Tired of foreign dubbing trashing his movies, British film director Scott Mann, in collaboration with researchers from the German Max Plank Insititute, has created an artificial intelligence capable of making the movement of the actor’s mouth and his gestures reproduce with astonishing precision when folded into another idiom.
In the video demonstration of the technology, which you can find a few lines below, we see Jack Nicholson and Tom Cruise performing the key scene of ‘Some Good Men’ in French, Robert De Niro speaking perfect German and Tom Hanks playing the role by Forrest Gump in German, Spanish and Japanese. In all planes there are a perfect synchronization between the mouth of the actors and the audio that is heard.
Mann comments in statements to ‘Wired’ that it all started with the horror he felt when he saw the dubbed version into another language of his feature film ‘Heist’, with Robert De Niro. That dubbing changed the original dialogues of the film for others that were closer to the movement of the actors’ mouths. This for him destroyed the essence of the scenes that had cost him so much work to compose.
“I remember feeling devastated,” says Mann. “If you make a small change in a word or in a performance, you can have a big change in a character in the rhythm of the story, and in turn in the movie.”
As a result, Mann became interested in ‘deepfake’ technology: an artificial intelligence algorithm that allows one person’s face and gestures to be substituted for another in an extraordinarily realistic way. This tool has been very controversial in recent years for its unethical use. It has been used, for example, to insert the faces of famous women in pornographic videos or to create false images with which to ‘bully’ high school students.
In his search, Mann uncovered an investigation led by Christian Theobalt, Director of the Graphics, Vision & Video research group at the Max-Planck Institute in Germany. Theobalt has created a technology, related to ‘deepfake’ although much more complex, that allows modify the movements and gestures of the actors’ lips as if they were speaking in another language.

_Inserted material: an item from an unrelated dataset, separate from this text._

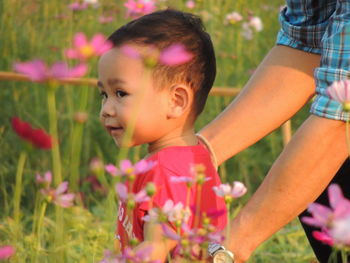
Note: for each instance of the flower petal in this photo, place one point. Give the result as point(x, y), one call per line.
point(122, 191)
point(174, 55)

The algorithm of the German researchers takes on the one hand the facial expressions and movements of an actor and on the other the gestures of the lips of a person who is reciting the text in another language. The result is an animated 3D model that perfectly matches the actor’s face with the lip movement of the bender. This model is then inserted into the film to replace the original face of the actor.
“[Esta tecnología] it will be invisible in no time “says Mann. “People will see something and they won’t know it was originally shot in French or whatever.”

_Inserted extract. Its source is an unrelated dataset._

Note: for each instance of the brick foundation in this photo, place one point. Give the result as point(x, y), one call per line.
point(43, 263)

The practical application of this tool in film production can be enormous. Not only because it can make dubbing more natural and credible, but also because it would allow the directors to continue modifying the dialogues after filming is finished. It is very common in any production to have to bring the team and actors together to re-shoot scenes that for technical or artistic reasons do not quite fit into the montage. Directors like Woody Allen are accustomed to their teams to reserve a couple of weeks after the main shoot is finished for these types of contingencies. But ‘reshoots’ are expensive for producers and getting money to carry them out is not always possible, so a tool like this would save them a lot of headaches.
Mann is aware that actors may be shocked by this technology at first. “There is fear and amazement: they are the two reactions that I receive”, admits. Virginia Gardner, one of the actresses in his film, has also spoken for ‘Wired’: “I think it’s the best way to be able, as an actor, to keep your interpretation in another language,” he says. “If you trust your director and trust that this process is only going to improve a movie, then I really don’t see any downside to him.”

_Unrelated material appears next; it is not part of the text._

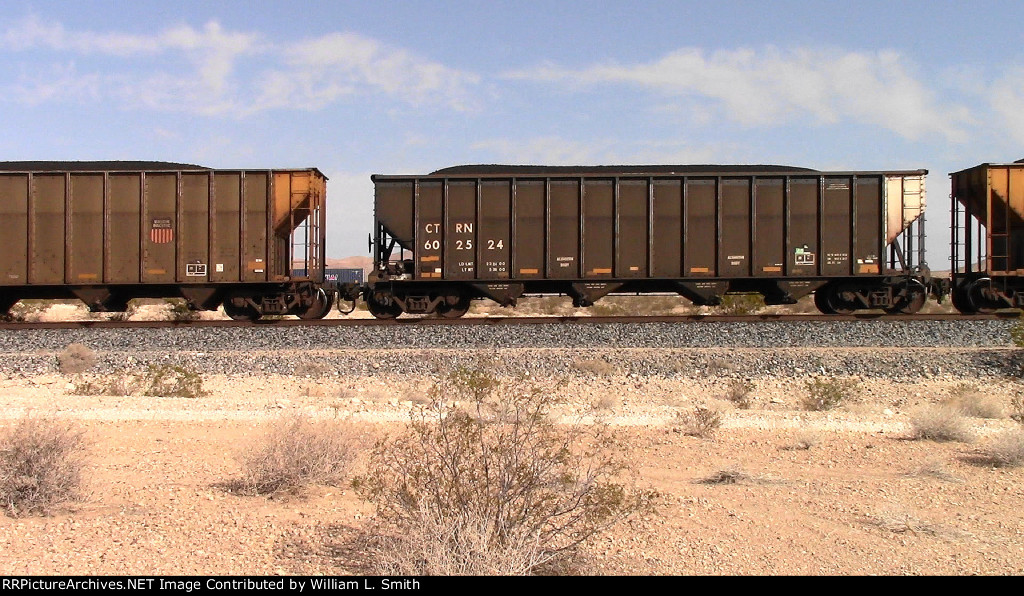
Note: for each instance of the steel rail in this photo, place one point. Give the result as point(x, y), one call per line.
point(492, 321)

Mann has taken Theobalt’s technology and is beginning to commercialize it through his Flawless company. According to the director It has already contacted several studios to create the other language versions of various films.
Although we have already seen technologies similar to this, they had not yet been able to become fully credible. It is a matter of time, and not long, that it is impossible to distinguish the manipulated videos from the real ones. In a very few years it will not only be possible to easily transform videos by processing them with tools like this, but also we will even be able to do it in real time
This is how the new Nvidia video call works.
Nvidia introduced last October a new technology based on artificial intelligence that reduces the bandwidth needed to make a video call to one tenth of what is used today. In addition, this neural network is capable of modifying videos while the call is being made without loss of image quality or connection problems. This tool allows you to correct the position of the head so that it is always shown in front of the camera or even show us as an avatar that moves its mouth and gestures just as we are doing.
Nvidia talks about a rebirth of video calling, and surely he is right. There is not much left so that our video calls are not interrupted, they are always seen in a great light and we can also do them in the language we want thanks to the advance in real-time translation tools. In a few years the zooms and skypes of today will seem to us experiences of the last century. Cinema, from what we are seeing, takes the same path.